IHH is normally expressed in hypertrophic chondrocytes of the growth plate and is thought to lie downstream of RUNX2 in the signaling cascade. IHH expression has been reported in osteosarcomas, chondroblastomas and hyaline cartilage-producing tumors.27, 28, 45, 46, 47 Its expression in osteoblastoma, chondromyxoid fibroma and giant cell tumor, as demonstrated in our study, has not been previously reported. The widespread, albeit weak, expression of IHH suggests a functional role in multiple lineages. Indeed, the primitive cells of Ewing sarcoma are the only primary bone tumors that we have observed, thus far, to be consistently negative for IHH (AH-unpublished observations). The relatively ubiquitous, weak expression, without strong expression in any tumor type in the present series did not provide added diagnostic utility.
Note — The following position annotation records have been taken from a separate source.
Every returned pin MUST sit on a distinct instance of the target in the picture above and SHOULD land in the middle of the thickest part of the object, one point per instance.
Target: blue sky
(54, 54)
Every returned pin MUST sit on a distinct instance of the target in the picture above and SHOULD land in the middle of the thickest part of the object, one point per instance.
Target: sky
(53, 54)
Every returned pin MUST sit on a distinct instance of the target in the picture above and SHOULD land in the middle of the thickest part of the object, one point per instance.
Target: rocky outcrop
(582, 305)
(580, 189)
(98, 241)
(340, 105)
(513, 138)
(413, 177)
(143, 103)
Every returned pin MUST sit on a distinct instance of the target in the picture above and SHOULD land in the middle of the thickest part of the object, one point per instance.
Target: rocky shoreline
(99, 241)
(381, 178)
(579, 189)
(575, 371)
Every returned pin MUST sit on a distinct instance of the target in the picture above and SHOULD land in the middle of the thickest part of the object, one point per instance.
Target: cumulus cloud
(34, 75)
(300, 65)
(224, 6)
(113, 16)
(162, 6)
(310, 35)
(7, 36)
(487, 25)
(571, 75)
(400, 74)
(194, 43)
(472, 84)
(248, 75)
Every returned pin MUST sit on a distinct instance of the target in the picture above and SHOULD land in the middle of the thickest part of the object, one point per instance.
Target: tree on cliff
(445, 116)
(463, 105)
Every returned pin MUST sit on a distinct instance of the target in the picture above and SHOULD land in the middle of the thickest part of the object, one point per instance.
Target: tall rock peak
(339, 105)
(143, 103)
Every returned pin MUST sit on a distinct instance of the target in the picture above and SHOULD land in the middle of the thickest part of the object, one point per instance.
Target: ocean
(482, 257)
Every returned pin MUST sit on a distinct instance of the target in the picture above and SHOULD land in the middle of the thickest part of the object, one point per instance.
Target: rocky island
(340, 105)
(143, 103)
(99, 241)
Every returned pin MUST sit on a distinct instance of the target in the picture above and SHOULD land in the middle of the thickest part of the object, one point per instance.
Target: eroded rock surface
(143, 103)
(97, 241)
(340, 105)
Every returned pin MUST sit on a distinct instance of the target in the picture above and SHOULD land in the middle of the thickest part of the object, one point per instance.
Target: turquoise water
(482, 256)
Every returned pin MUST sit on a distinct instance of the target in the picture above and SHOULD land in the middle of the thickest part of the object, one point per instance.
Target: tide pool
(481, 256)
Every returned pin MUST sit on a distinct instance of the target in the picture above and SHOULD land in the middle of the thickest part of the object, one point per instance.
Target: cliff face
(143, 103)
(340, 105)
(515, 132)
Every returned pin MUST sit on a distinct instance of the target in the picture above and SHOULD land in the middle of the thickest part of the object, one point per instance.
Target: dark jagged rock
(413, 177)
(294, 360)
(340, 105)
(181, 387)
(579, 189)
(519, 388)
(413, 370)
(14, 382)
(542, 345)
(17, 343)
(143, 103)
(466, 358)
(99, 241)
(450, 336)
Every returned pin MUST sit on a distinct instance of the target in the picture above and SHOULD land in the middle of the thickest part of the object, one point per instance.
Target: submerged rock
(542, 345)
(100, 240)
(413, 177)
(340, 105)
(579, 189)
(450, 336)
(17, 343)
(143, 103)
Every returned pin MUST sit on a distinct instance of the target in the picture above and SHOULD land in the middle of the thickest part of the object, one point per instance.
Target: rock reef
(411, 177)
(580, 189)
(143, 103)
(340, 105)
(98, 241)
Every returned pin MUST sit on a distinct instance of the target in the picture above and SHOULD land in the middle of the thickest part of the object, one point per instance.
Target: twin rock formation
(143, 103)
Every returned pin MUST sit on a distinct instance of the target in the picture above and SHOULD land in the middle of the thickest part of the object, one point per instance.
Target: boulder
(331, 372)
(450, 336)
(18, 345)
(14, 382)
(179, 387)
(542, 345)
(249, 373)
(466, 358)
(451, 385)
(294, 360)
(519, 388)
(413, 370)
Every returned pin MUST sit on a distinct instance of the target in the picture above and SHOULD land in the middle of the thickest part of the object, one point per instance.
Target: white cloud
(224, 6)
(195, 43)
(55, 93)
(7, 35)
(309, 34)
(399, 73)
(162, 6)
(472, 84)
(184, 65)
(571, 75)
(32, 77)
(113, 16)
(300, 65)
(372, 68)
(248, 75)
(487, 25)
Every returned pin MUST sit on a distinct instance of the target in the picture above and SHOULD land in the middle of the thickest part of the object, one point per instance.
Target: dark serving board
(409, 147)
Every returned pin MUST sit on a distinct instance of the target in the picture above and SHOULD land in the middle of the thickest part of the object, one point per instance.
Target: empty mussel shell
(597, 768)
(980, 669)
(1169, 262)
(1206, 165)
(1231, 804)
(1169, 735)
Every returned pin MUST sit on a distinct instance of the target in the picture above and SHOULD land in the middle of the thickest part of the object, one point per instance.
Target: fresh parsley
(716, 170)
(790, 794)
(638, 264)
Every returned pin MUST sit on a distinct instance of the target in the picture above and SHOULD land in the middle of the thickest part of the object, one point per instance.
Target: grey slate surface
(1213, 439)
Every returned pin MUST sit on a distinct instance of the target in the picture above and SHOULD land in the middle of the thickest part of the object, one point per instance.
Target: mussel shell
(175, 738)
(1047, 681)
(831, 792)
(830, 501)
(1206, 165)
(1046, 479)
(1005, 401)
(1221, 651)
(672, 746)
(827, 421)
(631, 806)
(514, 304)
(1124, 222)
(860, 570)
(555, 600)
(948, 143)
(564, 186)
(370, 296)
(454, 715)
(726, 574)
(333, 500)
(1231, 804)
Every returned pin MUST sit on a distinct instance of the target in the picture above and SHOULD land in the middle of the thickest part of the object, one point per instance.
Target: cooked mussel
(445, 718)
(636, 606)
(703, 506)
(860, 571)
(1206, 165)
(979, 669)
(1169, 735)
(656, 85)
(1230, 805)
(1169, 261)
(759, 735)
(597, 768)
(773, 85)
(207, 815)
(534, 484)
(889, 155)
SP7, has been detected in giant cell tumor at the RNA level, and osteoblastic but not chondroblastic neoplasms.22, 25 Functionally, SP7 may suppress SOX9 expression and thereby direct cells to an osteoblastic fate. In our series, SP7 was expressed in nearly all osteoblastic tumors but was largely absent in giant cell tumor, chondroblastoma and chondromyxoid fibroma. However, even in positive cases, staining was usually weak and thus did not improve the sensitivity or specificity of diagnostic panels. Interestingly, the single chondroblastoma (CBL26), which did show moderate (2+) SP7 expression displayed more aggressive clinical behavior (multiple, destructive recurrences) raising the possibility that this case might represent a higher grade form of the tumor.6

In summary, in this study we demonstrate that the expression patterns of skeletal development signaling molecules reinforce current diagnostic categories of bone tumors. Cluster analysis suggests a molecular relationship between a subset of osteosarcomas and the stromal cells of giant cell tumors. RUNX2, SOX9 and TWIST1 represent the most useful immunohistochemical panel to distinguish among these diagnoses with reasonable specificity and sensitivity although the results need to be interpreted in the correct histologic and radiographic context.